- Born: István T. Horváth August 6, 1953 Budapest, Hungary
- Died: March 7, 2022 (aged 68)
- Known for: Fluorous biphase catalysis, in situ spectroscopy
- Awards: Fluorous Technology Award (2005); Senior Humboldt Research Award (2006); Green Chemistry Lecture Award (2008);
- Scientific career
- Fields: Chemist
- Workplaces: City University of Hong Kong
- Website: www.hit-team.net

= István T. Horváth =

Hungarian American chemist (1953–2022)

István T. Horváth (6 August 1953 – 7 March 2022) was a Hungarian American chemist, working on greener and more sustainable chemistry since its inception. In particular, he focuses on homogeneous transition metal catalysis and in situ spectroscopy. He was highly involved and very influential in the now enormous field of fluorous solvents and technologies.

==Education==
Horváth obtained his Diploma in Chemical Engineering (1977) and Ph.D. in Chemistry (1979) at Veszprem University in Hungary.

==Career==
Following his PhD, Horváth went on to spend time at Yale University as a Postdoctoral research associate (1982–1984), and as a Scientific Co-worker at ETH Zurich (1984–1987).

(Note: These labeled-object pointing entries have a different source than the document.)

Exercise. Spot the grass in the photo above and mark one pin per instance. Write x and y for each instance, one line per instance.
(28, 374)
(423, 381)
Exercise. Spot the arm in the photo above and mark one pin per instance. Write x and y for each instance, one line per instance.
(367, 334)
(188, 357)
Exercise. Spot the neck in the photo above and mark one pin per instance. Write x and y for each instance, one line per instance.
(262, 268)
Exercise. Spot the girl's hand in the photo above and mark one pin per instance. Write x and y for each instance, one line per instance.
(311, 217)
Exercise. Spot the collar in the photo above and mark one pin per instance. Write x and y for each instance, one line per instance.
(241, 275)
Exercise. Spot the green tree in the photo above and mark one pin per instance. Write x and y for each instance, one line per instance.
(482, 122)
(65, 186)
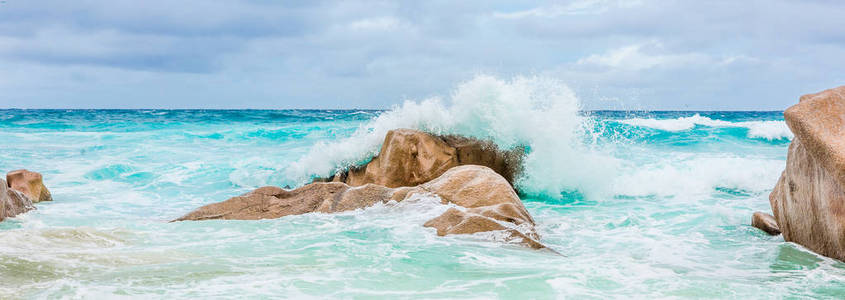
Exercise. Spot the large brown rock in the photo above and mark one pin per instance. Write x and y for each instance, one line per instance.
(487, 201)
(808, 200)
(30, 184)
(410, 157)
(12, 203)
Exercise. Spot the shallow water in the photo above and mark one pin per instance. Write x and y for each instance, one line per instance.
(665, 213)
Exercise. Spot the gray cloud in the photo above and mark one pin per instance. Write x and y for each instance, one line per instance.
(640, 54)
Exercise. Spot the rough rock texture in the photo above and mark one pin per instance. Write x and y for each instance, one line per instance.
(808, 201)
(12, 203)
(410, 157)
(30, 184)
(488, 203)
(765, 222)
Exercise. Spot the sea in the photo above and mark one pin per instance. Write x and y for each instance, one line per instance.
(637, 204)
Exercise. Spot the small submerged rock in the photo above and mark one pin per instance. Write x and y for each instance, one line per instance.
(765, 222)
(30, 184)
(12, 202)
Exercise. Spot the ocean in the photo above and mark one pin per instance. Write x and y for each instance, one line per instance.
(643, 204)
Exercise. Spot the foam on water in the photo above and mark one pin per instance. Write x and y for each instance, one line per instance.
(541, 113)
(770, 130)
(643, 209)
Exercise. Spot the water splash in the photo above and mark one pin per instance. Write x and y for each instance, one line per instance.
(538, 112)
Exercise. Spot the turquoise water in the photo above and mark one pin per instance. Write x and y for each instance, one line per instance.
(640, 204)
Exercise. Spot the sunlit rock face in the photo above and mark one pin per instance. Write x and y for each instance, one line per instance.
(411, 157)
(485, 199)
(12, 202)
(808, 200)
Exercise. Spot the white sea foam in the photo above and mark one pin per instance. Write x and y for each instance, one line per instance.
(685, 174)
(539, 112)
(770, 130)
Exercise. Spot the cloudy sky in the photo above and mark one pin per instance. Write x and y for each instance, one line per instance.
(643, 54)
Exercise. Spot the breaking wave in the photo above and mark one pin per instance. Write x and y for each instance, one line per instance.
(769, 130)
(538, 112)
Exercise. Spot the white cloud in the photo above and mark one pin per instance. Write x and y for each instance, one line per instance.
(377, 24)
(634, 58)
(580, 7)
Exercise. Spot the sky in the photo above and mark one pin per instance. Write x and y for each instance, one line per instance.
(639, 54)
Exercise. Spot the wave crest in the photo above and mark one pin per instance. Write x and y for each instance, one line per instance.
(538, 112)
(770, 130)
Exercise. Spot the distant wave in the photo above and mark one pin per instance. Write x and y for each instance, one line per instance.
(770, 130)
(538, 112)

This was followed by a stint at ExxonMobil Corporate Research, Anandale, New Jersey (1987–1998). He re-entered academia at the Institute of Chemistry in Eötvös Loránd University, Budapest (1999–2009), and then became a Chair Professor of Chemistry and the Head of the Department of Biology and Chemistry at the City University of Hong Kong.

==Research==
As of 2015 his research lies in the conversion of biomass into platform chemicals, and the development of more sustainable fluorous solvent-based processes. He proposed that gamma-Valerolactone (GVL) exhibits the most important characteristics of a sustainable liquid and it can be used for the production of both energy and carbon-based consumer products. It was confirmed by isotope labeling that fructose can be converted to hydroxymethylfurfural (HMF) then to levulinic acid (LA) and formic acid (FA) and finally to GVL in GVL as the solvent. He is also the editor of numerous books and other peer-reviewed publications in the fields of catalysis, green chemistry, and fluorous technologies.

==Awards and honours==
Horváth was made an Honorary Member of the Accademia Nazionale di Scienze, Lettere e Arti Modena in 2010.

He was elected Fellow of the American Chemical Society in 2014.